While the past is always with us, I was musing the other day about how the points of reference I had when I was younger were slipping away.  What brought this home most to me was a conversation I had with my boyfriend, who referenced a report on NPR which stated that approximately 900 World War II veterans were dying each day.  When I was small, it was normal to encounter World War I vets, and now they are almost an extinct species.  An adult survivor of the concentration camps visited my elementary school; now in interviews I more frequently hear from either the children of those who were liberated from that living nightmare, or those who now, very old, were children at that time.  My son’s historical points of reference will be very different; perhaps his old dusty war will be Vietnam, or Desert Storm.  The former, although concluded when I was growing up, was a recent memory and the latter had a profound effect on me during high school. 

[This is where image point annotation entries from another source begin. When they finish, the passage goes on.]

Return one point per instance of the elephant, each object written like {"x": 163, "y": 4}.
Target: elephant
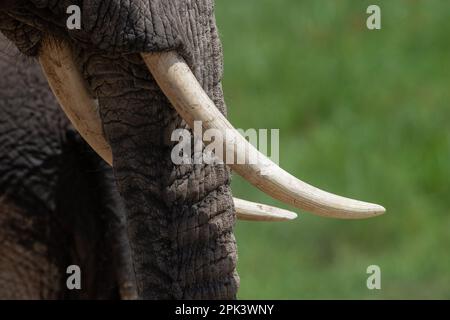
{"x": 132, "y": 74}
{"x": 59, "y": 205}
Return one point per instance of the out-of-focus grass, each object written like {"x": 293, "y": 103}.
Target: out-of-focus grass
{"x": 362, "y": 113}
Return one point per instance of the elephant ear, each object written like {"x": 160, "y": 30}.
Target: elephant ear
{"x": 25, "y": 37}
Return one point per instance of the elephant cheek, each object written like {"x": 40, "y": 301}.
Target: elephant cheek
{"x": 180, "y": 218}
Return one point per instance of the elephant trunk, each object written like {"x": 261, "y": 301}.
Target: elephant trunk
{"x": 180, "y": 218}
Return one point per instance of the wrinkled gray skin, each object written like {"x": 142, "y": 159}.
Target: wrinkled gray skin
{"x": 180, "y": 218}
{"x": 58, "y": 202}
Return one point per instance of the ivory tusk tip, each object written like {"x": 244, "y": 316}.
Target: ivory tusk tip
{"x": 371, "y": 210}
{"x": 251, "y": 211}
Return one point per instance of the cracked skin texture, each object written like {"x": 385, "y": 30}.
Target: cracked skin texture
{"x": 180, "y": 218}
{"x": 58, "y": 202}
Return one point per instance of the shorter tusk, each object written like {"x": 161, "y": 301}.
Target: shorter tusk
{"x": 70, "y": 89}
{"x": 247, "y": 210}
{"x": 66, "y": 82}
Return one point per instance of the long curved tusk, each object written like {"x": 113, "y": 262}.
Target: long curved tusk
{"x": 70, "y": 89}
{"x": 66, "y": 82}
{"x": 179, "y": 84}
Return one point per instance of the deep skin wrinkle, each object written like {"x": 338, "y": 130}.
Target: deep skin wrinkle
{"x": 180, "y": 218}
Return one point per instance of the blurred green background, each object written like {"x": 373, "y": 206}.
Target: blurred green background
{"x": 361, "y": 113}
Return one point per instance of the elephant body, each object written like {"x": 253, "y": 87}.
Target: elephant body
{"x": 180, "y": 218}
{"x": 58, "y": 202}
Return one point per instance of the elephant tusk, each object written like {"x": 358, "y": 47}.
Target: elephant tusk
{"x": 66, "y": 82}
{"x": 179, "y": 84}
{"x": 251, "y": 211}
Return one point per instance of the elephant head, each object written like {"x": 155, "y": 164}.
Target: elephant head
{"x": 134, "y": 72}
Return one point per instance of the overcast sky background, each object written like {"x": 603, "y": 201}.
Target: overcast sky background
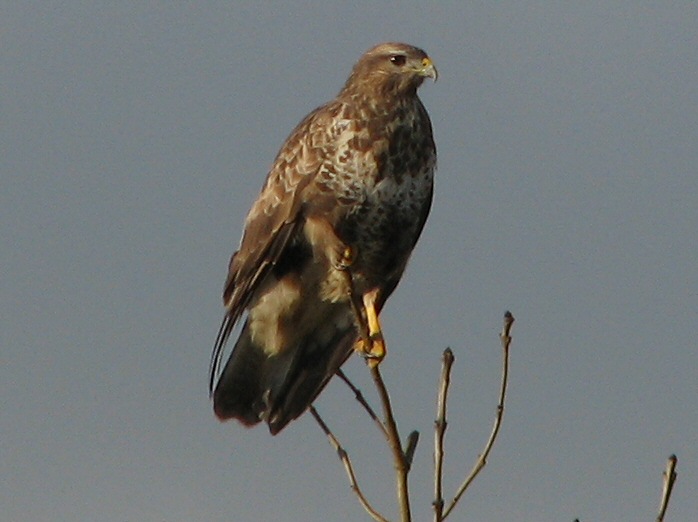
{"x": 135, "y": 136}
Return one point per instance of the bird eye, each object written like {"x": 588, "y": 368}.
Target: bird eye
{"x": 398, "y": 59}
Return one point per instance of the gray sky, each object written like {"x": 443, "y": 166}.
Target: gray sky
{"x": 135, "y": 136}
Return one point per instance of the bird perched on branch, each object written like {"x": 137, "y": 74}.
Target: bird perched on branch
{"x": 327, "y": 241}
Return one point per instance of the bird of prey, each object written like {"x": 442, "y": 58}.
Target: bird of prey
{"x": 327, "y": 241}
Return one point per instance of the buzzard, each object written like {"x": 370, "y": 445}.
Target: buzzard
{"x": 327, "y": 241}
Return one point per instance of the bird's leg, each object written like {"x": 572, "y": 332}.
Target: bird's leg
{"x": 371, "y": 345}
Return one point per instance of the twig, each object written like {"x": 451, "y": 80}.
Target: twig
{"x": 360, "y": 398}
{"x": 410, "y": 447}
{"x": 482, "y": 460}
{"x": 439, "y": 432}
{"x": 399, "y": 458}
{"x": 669, "y": 479}
{"x": 344, "y": 457}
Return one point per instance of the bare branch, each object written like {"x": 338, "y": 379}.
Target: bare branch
{"x": 344, "y": 457}
{"x": 482, "y": 459}
{"x": 360, "y": 398}
{"x": 410, "y": 447}
{"x": 399, "y": 457}
{"x": 439, "y": 432}
{"x": 669, "y": 479}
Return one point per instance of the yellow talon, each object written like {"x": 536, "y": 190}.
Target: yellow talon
{"x": 373, "y": 349}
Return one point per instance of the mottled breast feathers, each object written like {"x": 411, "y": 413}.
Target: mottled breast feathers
{"x": 357, "y": 171}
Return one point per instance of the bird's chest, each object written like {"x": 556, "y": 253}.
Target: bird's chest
{"x": 385, "y": 225}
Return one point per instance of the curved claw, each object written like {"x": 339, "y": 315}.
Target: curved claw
{"x": 346, "y": 258}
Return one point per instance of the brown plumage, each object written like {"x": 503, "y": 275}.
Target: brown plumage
{"x": 341, "y": 210}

All of which leads me back to contemplating Wodehouse in the years before his death.  He was a living legend, although one best known for writing about a time and a society long since passed.  I cannot fathom what it must have been like for someone who lived through both world wars coping with disco balls, Andy Warhol, and Watergate.  A book of Plum’s letters recently came out, and I hope that there are some from his later years as I am interested to see how he reacted to things as he aged.  Did he embrace the changes, or, as I suspect from reading Bachelors Anonymous, did he try to maintain his grip on things by trying to impose elements of a time long gone in the created worlds of his fiction?